Google-Funded Satellites Promise Internet Access for All

Google is getting on board with a new push to bring high-speed Internet access to parts of world still unconnected. The company has joined Liberty Global and HSBC to fund a startup called “O3b Networks” — short for the “other 3 billion” people who can’t yet surf the Net. The group will install 16 low-cost satellites to bring affordable access to emerging markets across Asia, Latin America, Africa and the Middle East.

The service, expected to be ready to launch by late 2010, aims to take the place of the fiber networks typically used in more developed nations. The satellites will actually offer direct connections to 3G and WiMax towers to areas currently without any easily accessible option.

Cost-Effective Connection

O3b will work by offering the access directly to regional telecommunications operators and Internet service providers, who can then provide both voice and broadband services to communities in their areas. Speeds will be comparable to those in America, and costs will be structured to be “cost-effective” for the emerging countries. The idea initially came from a recent African mission.

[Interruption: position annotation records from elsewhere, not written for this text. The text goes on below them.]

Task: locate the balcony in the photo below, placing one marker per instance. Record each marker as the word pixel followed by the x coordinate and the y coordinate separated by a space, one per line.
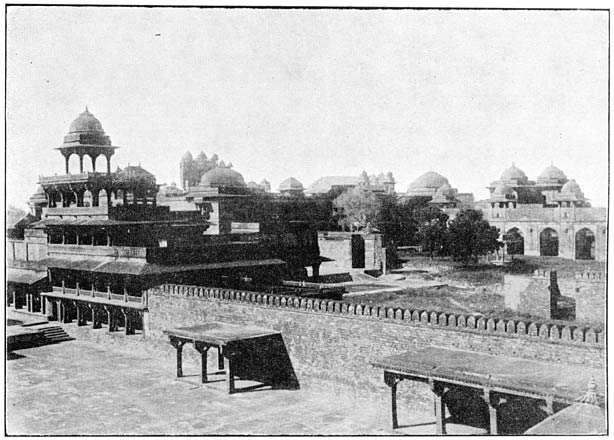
pixel 69 178
pixel 85 251
pixel 98 211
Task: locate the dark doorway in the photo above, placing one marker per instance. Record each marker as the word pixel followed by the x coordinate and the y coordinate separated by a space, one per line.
pixel 358 252
pixel 514 241
pixel 585 244
pixel 549 243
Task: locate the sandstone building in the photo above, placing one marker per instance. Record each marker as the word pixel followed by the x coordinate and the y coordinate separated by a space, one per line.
pixel 547 217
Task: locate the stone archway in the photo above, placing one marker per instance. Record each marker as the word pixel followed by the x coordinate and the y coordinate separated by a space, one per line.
pixel 88 198
pixel 585 244
pixel 514 241
pixel 549 243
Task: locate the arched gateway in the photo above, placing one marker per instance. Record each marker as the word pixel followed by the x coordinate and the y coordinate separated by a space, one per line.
pixel 514 241
pixel 549 243
pixel 585 244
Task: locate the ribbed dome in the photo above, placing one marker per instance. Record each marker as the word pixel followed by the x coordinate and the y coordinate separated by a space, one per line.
pixel 222 177
pixel 552 174
pixel 503 190
pixel 513 173
pixel 132 173
pixel 86 123
pixel 444 190
pixel 572 187
pixel 431 180
pixel 291 184
pixel 39 196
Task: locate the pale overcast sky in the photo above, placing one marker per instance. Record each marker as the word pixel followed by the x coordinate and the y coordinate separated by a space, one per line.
pixel 308 93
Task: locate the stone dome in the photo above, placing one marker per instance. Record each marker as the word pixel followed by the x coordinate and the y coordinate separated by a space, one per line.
pixel 135 173
pixel 513 173
pixel 291 184
pixel 430 180
pixel 86 123
pixel 444 190
pixel 503 190
pixel 222 177
pixel 39 196
pixel 572 187
pixel 552 174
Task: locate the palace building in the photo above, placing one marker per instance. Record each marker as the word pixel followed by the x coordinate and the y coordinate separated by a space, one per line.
pixel 95 240
pixel 547 217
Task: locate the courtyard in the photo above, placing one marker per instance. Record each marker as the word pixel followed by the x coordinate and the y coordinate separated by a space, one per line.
pixel 84 388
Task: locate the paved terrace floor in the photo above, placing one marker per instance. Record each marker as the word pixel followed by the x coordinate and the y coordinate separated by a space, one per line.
pixel 83 388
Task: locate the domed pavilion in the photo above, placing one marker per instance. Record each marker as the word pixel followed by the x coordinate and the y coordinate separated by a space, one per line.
pixel 86 137
pixel 427 185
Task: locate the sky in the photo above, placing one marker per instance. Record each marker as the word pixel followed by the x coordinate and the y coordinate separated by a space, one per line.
pixel 311 93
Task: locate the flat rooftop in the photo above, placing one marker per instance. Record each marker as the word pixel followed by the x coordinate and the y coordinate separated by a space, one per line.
pixel 81 387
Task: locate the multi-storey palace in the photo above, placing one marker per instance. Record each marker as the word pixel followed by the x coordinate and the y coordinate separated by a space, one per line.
pixel 95 240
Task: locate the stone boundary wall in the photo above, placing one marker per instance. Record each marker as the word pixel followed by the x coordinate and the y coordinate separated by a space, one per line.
pixel 552 331
pixel 332 344
pixel 597 277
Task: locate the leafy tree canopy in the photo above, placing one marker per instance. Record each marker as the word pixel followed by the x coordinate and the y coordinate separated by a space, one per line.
pixel 358 208
pixel 432 230
pixel 471 236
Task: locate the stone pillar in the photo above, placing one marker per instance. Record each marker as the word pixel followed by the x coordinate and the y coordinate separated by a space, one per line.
pixel 316 272
pixel 392 381
pixel 60 311
pixel 178 344
pixel 493 404
pixel 109 319
pixel 127 326
pixel 202 349
pixel 79 317
pixel 440 407
pixel 145 323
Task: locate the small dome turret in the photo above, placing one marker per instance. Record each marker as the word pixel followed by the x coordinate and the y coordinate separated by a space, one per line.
pixel 222 177
pixel 291 184
pixel 86 123
pixel 513 175
pixel 427 184
pixel 552 175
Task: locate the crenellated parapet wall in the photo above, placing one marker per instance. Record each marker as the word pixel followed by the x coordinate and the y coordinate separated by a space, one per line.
pixel 545 330
pixel 332 344
pixel 591 276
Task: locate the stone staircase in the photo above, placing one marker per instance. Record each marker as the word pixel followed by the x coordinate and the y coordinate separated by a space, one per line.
pixel 54 334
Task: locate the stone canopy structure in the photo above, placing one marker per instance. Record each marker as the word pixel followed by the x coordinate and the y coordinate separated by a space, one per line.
pixel 437 188
pixel 548 217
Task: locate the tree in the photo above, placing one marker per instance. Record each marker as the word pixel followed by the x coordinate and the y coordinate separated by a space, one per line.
pixel 358 208
pixel 471 236
pixel 432 230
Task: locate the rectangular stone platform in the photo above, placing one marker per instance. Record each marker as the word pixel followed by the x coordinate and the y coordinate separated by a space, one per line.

“[O3b founder Greg Wyler] helped pioneer the first commercial 3G mobile and fiber-to-the-home networks in Africa,” O3b spokesperson Stan Schneider told the E-Commerce Times. “That experience revealed the urgent need in developing countries for low-latency, gigabit backhaul services that can power high-speed data and voice connectivity for consumers, businesses, schools and healthcare facilities,” he said.

The system is being built with expansion in mind. O3b says once completed, adding supplemental satellites to increase the network’s capacity and reach new areas will be a viable option.

Google’s Goals

Google has long backed plans to bring Internet access to underserved areas — an understandable position, given the company’s focus on Web-based applications. More people using services such as Gmail and Google Docs means more eyes on Google’s advertising. That, in turn, means more income — thus leading to a win-win situation for both Google and for the communities that gain the access itself.

“O3b Networks’ model empowers local entrepreneurs and companies to deliver Internet and mobile services to those in currently underserved or remote locations at speeds necessary to power rich Web-based applications,” Google Alternative Access Team Product Manager Larry Alder said.

“We believe in O3b Networks’ model and its goal of expanding the reach of the Internet to users who currently have limited and expensive connection options, as it complements our mission of organizing the world’s information and making it universally accessible and useful,” he added.

Global Benefits

Globally, the introduction of Internet access to emerging markets could have far broader implications. Granted, it won’t bring about instant world peace — but it’s certainly a positive step toward connectivity and deeper understandings of foreign cultures.

“Just the fact that there are so many more people-to-people communications directly across borders, [ones] that aren’t mediated through governments and diplomats and the traditional bilateral country-to-country relationships — I think that development is really interesting,” Elizabeth Hurd, a professor of political science at Northwestern University, told the E-Commerce Times.

“People get to see more of the culture and the daily life and the language — what people eat, what they think, what kind of music they like in all these other parts of the world — and that changes how we view those people,” she pointed out.

Connection Questions

The system still leaves some big unknowns, Hurd said, and those answers could prove to be critical to understanding the reach of its impact.

“There’s first of all a question of class and access, and then second of all a question of government censorship and who’s going to step in and try to regulate,” she noted.

Still, it’s hard to see O3b’s efforts as anything but positive — both for the areas directly affected, and for those who will see the effects from afar.

“I think it makes people feel like there isn’t quite as much distance between them as there had been when we used to just hear about people in history books, or read about them somewhere,” Hurd observed.